The team used trade records to trace lead from unsafe battery recycling factories in Nigeria to a major US battery maker that supplies car manufacturers. It also commissioned a nonprofit research organization in Nigeria to conduct the country’s most comprehensive study of lead poisoning and lead contamination, involving 70 people and about 50 soil samples. The resulting data showed lead contamination up to 186 times beyond safe levels, as well as alarming evidence of poisoning among factory workers and others in the community. The investigation triggered significant impacts, including the closure of seven factories; a local cleanup initiative; and plans for free blood tests in an adjacent town.
Judges wrote: “This deeply reported investigation shows the toxic effects of unsafe lead battery recycling on a community near Lagos. The judges were impressed by the care taken to consult the community to obtain informed consent in the data collection process. The lead was traced to battery manufacturers in the United States, which has been importing increasing quantities of recycled lead from Nigeria.”
How Iran Moves Sanctioned Oil Around the World — Reuters (Singapore)

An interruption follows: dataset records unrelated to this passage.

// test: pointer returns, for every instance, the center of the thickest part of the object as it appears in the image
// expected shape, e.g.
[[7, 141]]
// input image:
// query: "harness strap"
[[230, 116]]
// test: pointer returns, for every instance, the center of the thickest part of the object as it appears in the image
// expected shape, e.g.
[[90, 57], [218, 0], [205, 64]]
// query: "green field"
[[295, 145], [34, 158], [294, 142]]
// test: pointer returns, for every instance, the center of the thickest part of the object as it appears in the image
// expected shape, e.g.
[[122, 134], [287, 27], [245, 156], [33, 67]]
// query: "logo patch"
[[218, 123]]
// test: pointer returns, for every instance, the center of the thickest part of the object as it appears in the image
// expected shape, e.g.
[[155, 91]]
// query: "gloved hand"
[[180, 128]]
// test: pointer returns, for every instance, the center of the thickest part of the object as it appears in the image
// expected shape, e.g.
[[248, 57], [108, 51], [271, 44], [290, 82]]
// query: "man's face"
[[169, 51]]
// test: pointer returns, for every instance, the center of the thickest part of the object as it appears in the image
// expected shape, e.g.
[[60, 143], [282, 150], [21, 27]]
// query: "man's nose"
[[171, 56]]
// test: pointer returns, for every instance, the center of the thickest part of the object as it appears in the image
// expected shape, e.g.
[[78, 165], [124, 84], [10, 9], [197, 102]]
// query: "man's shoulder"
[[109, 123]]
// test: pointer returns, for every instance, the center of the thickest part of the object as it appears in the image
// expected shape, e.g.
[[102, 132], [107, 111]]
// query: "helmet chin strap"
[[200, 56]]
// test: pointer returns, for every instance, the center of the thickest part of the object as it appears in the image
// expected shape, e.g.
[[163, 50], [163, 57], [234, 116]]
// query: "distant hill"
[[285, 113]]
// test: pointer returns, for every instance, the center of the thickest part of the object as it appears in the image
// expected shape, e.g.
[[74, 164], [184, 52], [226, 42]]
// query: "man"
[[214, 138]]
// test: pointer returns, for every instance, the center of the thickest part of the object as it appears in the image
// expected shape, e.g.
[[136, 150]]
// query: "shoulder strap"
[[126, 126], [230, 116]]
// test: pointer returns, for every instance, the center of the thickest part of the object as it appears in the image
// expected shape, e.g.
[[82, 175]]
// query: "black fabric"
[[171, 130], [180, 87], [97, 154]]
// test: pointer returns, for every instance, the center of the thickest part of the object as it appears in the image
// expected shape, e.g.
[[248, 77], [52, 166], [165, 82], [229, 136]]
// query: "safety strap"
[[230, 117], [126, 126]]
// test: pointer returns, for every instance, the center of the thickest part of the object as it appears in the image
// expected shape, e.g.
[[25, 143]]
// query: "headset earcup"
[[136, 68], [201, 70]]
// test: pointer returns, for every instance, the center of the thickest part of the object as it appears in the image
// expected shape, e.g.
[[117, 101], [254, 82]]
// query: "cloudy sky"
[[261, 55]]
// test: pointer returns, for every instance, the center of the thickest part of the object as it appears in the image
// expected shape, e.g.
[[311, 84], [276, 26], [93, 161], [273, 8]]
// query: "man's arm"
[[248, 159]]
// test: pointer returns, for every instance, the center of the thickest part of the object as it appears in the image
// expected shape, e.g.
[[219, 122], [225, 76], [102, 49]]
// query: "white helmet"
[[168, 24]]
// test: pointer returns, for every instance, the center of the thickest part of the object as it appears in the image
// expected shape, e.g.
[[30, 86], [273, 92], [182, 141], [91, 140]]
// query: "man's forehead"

In a project that also helps illustrate the dynamics of the current conflict in the Gulf region, this visually striking investigation revealed how Iran circumvented some of the West’s toughest sanctions to conduct a roaring oil trade with willing buyers across Asia. Using leaked emails, satellite imagery, trade data, and open source tools, the team at Reuters showed how the Iranian authorities used a shadow fleet of tankers, falsified shipping records, and elaborate evasion techniques to fuel illicit sales with geopolitical impacts. Sigma judges were impressed by the depth of the reporting, the diversity of expert sources, and the excellence of its interactive graphics.
Judges wrote: “In this timely project, the analysis begins with leaked shipping documents and then uses satellite imagery, corporate records, and shipping data to expose how Iran avoids oil sanctions. The judges were especially impressed with the interactive visualizations.”

Rowan Philp is GIJN’s global reporter and impact editor. He was formerly chief reporter for South Africa’s Sunday Times. As a foreign correspondent, he has reported on news, politics, corruption, and conflict from more than two dozen countries around the world.